Most gyms insist on showing you how to use all of the equpment before you're 'let loose' in them.

I really like the Body For Life workouts. They're easy, and use standard equipment (free weights.) You alternate cardio and weight training days.

You can also contract for a session with a personal trainer to help you design a routine. It might cost about $35-$50 but if you're a straight up beginner, it's money well spent.
posted by Ruthless Bunny at 8:37 AM on May 29, 2014

I was coming in to give the same recommendation as futureisunwritten. Check with the front desk if personal trainers are available. Like with all professions, there are good ones and bad ones, but don't let what you (might) see on TV sway you - all of the trainers I've ever met have been kind and wanting to help me where I'm at, and don't pressure me or scream at me. Even just a few sessions can be really helpful for the questions you have.
posted by RogueTech at 8:38 AM on May 29, 2014

You'll appreciate this piece that appeared in the NY Times a few days ago: Fitness Crazed. tl;dr summary: Forget the fads and focus on just lifting a little more (or running a little further, or cycling a little faster, and on so on) each day.
posted by bassomatic at 8:44 AM on May 29, 2014

I recommend Stronglifts 5x5, personally. Very simple, starts you off easy, and lets you occupy just one spot in the gym. Walk in, set up, do your workout, walk out. While the program technically recommends doing nothing but the program, I personally supplemented it with a general interval training/cardio day (and later, a "shore up my weak points" day) and I found that it worked fine for me. It's a good beginner program, and all the movements have loads of form videos available for you to look at on Youtube without needing to pay to join the Stronglifts community.
posted by Urban Winter at 9:20 AM on May 29, 2014

All the diet/exercise resources you need to get started are in the /fit/ sticky.
posted by ludwig_van at 9:25 AM on May 29, 2014

Weights. Lift weights.

I am a fan of (and currently using one of their books) The New Rules of Lifting.

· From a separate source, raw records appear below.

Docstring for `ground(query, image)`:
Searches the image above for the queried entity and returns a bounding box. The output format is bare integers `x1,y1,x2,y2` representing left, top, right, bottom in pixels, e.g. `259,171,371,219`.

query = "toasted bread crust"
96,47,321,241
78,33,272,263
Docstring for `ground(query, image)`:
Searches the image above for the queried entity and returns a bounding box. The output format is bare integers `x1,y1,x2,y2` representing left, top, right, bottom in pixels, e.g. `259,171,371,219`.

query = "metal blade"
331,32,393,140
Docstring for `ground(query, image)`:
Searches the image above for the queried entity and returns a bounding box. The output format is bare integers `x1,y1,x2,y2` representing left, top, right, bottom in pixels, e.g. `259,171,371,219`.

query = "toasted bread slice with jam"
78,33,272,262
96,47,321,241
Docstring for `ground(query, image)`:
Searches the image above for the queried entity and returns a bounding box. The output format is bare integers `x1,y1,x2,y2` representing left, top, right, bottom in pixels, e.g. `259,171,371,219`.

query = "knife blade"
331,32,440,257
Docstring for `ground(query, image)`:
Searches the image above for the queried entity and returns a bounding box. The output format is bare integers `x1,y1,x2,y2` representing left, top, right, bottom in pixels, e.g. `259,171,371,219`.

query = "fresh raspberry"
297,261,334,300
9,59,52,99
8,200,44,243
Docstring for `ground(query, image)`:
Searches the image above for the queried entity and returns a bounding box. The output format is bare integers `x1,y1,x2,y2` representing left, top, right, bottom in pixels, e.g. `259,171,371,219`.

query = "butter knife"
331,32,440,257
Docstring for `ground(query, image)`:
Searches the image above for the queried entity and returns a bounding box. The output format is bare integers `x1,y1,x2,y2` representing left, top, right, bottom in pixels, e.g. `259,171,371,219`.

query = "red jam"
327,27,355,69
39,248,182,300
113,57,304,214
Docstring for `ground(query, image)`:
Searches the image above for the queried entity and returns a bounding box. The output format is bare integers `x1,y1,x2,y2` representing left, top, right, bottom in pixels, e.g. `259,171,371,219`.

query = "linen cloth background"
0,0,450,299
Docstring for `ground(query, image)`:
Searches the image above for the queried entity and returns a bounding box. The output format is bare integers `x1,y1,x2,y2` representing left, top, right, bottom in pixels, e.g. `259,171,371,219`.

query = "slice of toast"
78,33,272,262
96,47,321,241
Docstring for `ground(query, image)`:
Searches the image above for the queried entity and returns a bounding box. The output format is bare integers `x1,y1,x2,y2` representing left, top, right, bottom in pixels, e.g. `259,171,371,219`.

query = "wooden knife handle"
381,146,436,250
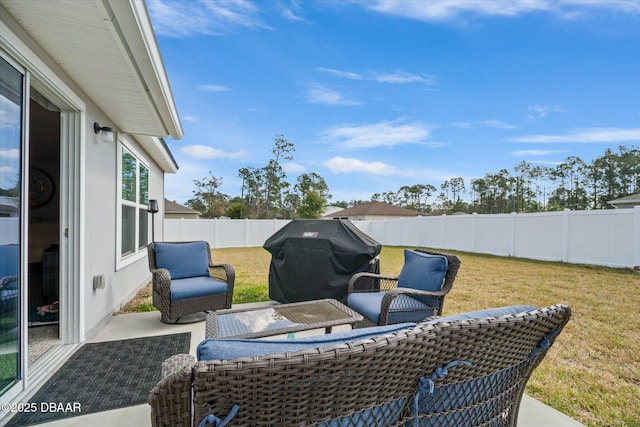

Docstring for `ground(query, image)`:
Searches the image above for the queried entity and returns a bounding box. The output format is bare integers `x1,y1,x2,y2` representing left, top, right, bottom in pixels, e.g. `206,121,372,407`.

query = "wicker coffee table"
206,299,362,338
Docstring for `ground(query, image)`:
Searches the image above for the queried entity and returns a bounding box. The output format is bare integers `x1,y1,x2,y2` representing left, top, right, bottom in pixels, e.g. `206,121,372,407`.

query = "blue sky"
147,0,640,207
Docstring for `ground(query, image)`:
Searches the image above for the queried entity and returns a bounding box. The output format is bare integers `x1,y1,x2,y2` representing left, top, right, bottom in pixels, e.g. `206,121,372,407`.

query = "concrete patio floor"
20,303,583,427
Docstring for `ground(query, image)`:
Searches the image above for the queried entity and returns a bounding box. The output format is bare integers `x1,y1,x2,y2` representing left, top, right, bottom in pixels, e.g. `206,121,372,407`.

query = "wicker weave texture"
347,249,460,325
150,305,571,426
147,242,236,323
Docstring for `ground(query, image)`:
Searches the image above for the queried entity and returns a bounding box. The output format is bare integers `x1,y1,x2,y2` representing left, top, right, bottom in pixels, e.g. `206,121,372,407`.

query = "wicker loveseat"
149,305,571,427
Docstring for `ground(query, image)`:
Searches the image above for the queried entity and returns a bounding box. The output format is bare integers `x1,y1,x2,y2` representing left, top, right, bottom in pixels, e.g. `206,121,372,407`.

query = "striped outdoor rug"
7,333,191,427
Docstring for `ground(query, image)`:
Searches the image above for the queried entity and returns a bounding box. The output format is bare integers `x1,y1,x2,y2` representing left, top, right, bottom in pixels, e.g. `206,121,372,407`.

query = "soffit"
0,0,182,139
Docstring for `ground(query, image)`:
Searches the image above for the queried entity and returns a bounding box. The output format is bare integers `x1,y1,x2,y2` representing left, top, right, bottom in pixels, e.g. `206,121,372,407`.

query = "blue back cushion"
154,242,209,279
424,305,536,325
405,305,536,427
197,323,416,360
398,250,448,292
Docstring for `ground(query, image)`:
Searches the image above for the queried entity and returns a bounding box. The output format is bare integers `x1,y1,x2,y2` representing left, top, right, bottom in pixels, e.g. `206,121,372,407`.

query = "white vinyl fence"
164,206,640,268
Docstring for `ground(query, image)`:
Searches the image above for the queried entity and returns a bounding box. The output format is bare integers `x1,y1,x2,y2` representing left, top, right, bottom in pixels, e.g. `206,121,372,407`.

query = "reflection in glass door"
0,58,24,395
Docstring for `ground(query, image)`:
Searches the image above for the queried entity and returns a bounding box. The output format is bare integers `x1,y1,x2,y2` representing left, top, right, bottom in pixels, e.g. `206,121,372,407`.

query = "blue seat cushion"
197,323,416,360
347,292,433,324
171,277,227,301
154,242,209,280
398,249,448,292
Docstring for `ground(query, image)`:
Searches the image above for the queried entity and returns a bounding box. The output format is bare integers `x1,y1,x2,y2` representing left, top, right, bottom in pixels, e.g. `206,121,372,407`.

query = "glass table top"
207,300,362,337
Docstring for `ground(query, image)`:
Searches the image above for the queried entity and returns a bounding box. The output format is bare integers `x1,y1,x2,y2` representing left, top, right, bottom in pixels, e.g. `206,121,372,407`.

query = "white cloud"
317,68,364,80
282,162,307,173
324,121,429,149
198,85,231,92
180,144,246,159
317,67,436,85
323,156,398,176
147,0,270,38
511,150,568,157
279,0,306,22
451,119,518,129
353,0,640,21
479,119,518,129
511,128,640,144
307,84,361,106
527,105,567,121
372,72,436,85
0,148,20,160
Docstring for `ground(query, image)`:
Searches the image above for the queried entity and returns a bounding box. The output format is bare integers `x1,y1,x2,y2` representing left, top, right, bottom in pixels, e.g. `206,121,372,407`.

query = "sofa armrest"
149,369,193,427
347,273,398,295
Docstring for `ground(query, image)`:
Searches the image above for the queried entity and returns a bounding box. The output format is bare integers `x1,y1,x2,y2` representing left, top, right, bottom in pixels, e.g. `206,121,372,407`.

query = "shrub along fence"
163,206,640,268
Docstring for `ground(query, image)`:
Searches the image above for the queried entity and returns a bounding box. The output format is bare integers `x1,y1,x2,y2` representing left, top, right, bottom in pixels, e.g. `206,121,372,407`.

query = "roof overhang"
0,0,183,145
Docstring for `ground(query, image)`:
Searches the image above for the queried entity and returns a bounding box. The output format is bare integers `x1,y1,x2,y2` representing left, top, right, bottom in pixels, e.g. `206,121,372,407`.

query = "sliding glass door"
0,57,24,395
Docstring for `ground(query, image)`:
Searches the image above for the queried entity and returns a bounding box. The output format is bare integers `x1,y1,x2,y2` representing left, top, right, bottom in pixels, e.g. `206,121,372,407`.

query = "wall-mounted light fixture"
93,122,113,142
147,199,158,242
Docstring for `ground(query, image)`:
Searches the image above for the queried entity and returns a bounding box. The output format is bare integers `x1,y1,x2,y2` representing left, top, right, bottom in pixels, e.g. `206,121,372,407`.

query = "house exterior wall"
82,130,164,331
0,7,164,342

Nthing the check in with a personal trainer first if that's an option.
posted by carrioncomfort at 10:09 AM on May 29, 2014

A personal trainer is an excellent idea, assuming you find the right trainer. Find a trainer that is interested in getting you started and giving you the tools to succeed moving forward, not keep you around by throwing every exercise in the book at you.

Focus on the core lifts. Starting Strength or Stronglifts 5X5 are both excellent places to start. I was in a place very much like yours two years ago, and now I haven’t missed a scheduled lifting day in two years. If you have specific questions, please feel free to memail me.
posted by Silvertree at 10:45 AM on May 29, 2014

Starting Strength and Stronglifts 5x5 are both excellent programs that meet your criteria: they use simple, slow, well-known lifts (deadlift, bench press, squat) that require minimal and common equipment (barbell and power cage) and have lots of videos online; the programming is simple and well-specified; the ideal schedule is three times a week; and lots of other people have done it (meaning, you'll meet people at the gym who can advise you).

The only drawback I can see is that both these programs have been criticized for having too little upper-body work. They're mostly core and leg programs. But if you're overwhelmed by the choices, I think it's actually a good idea to stick to the bench press for a few months. There are lots of exercises and lots of programs for the upper body; it has just more degrees of freedom, mechanically speaking. Do SS or 5x5 for a few months, get used to the whole exercising, lifting, eating, gym stuff, meet some people at your gym, learn how things work for you, and then you can think about your arms. Do only one hard thing at a time. You've got the rest of your life to get this right, so there's no rush.